In Kaolack moet de bus tanken. De route in Kaolack is lastig. Ergens moeten we rechtsaf en dat is slecht aangegeven. Toch heb ik de juiste weg te pakken. De eigenaar van de bus (op de bus zitten de eigenaar, een chauffeur en twee slapende mensen van wie ik de functie niet snap), zegt dat de weg na Kaolack erg slecht is (dat is zo - weet ik nog van de verkenning) en dat hij een betere weg kent. De luitenant en ik overleggen en we besluiten om erin mee te gaan. Op de kaart zien we alleen maar onverharde wegen en ik ben benieuwd wat er gebeurt. Ik stap over op de bus, dat nu eerste voertuig is. De MB krijgt een andere bijrijder.

Het eerste stuk na Kaolack is perfect asfalt. Dan gaan we van die asfaltweg af en komen op redelijk vlakke, halfverharde wegen. We rijden 50 tot 70 km/h in het donker. Later hoor ik van de voertuigen achter ons, dat de bus zo veel stof veroorzaakte, dat het zicht beperkt was. Dát moet ik de volgende keer dus anders doen. Bijna werd een karretje met een ezel ervoor aangereden. De buseigenaar vraagt wel zeven keer de weg, één keer moeten we keren. Nou, lekker alternatief is dit! Maar toch zie ik af en toe een bordje met Sokone erop - we gaan goed.

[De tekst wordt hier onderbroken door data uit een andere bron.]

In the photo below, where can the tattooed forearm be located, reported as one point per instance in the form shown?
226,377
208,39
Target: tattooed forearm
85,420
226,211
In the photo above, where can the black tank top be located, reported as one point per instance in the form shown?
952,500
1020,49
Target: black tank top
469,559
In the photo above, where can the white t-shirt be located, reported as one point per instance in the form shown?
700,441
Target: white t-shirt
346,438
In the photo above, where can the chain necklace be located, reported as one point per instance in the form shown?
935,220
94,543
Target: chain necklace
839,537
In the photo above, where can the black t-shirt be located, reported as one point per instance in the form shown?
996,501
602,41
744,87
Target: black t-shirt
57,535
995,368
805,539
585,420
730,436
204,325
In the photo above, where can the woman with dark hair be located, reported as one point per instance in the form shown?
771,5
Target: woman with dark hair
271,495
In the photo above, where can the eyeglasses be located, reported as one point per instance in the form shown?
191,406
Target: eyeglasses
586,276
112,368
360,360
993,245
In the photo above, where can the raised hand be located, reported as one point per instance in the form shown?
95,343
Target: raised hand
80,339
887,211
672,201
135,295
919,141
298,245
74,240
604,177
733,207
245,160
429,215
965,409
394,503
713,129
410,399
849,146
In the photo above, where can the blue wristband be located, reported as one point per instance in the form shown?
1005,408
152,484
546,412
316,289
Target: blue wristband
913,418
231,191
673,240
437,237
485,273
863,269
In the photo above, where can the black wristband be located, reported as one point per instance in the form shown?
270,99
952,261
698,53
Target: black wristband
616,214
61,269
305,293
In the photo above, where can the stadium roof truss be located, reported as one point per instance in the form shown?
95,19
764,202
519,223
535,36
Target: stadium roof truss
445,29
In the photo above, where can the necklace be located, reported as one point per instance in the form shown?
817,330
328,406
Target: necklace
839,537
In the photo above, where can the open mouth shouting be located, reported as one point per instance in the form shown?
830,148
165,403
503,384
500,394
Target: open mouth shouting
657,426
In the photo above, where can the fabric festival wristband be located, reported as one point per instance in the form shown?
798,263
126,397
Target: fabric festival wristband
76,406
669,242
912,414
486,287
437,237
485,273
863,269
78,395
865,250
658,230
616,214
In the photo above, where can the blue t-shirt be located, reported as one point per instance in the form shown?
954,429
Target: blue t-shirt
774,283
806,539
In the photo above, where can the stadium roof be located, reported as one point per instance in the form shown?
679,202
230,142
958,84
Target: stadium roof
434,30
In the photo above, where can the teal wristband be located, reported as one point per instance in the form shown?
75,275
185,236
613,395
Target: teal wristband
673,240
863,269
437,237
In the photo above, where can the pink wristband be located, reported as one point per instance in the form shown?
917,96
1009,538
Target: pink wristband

Bij Toubacouta bel ik de verpleegster in Némanding. Een groepje mensen vangt ons daar op en begroet ons hartelijk. De Scania kan maar net tussen de kolommen van de poort door, hij lost de container en we pakken onze spullen. Ik had per mail gevraagd om binnen te kunnen slapen. Het kleinste gebouwtje is voor ons - veel te krap en we besluiten om buiten te slapen. We zetten de veldbedjes op, daarop komen de klamboes, de matjes gaan erin, en daarna de slaapspullen en tot slot wijzelf. Ondanks dat we overdag niets gedaan hebben, is het een lange dag geweest. De verbindelaar meldt dat hij geen verbinding heeft met de zendapparatuur. Dat verbaast me niets want we zitten erg ver weg van het CSS. We sturen een sms'je, want bellen lukt ook niet. Om half een slaapt iedereen. Een paar dorpsbewoners, die alles met heel veel belangstelling bekeken hebben, gaan ook slapen. Het zingt van de krekels, het is bewolkt. Ik ben blij dat we er eindelijk met ons hele hebben en houwen zijn. Morgen kunnen we starten met werken - eindelijk!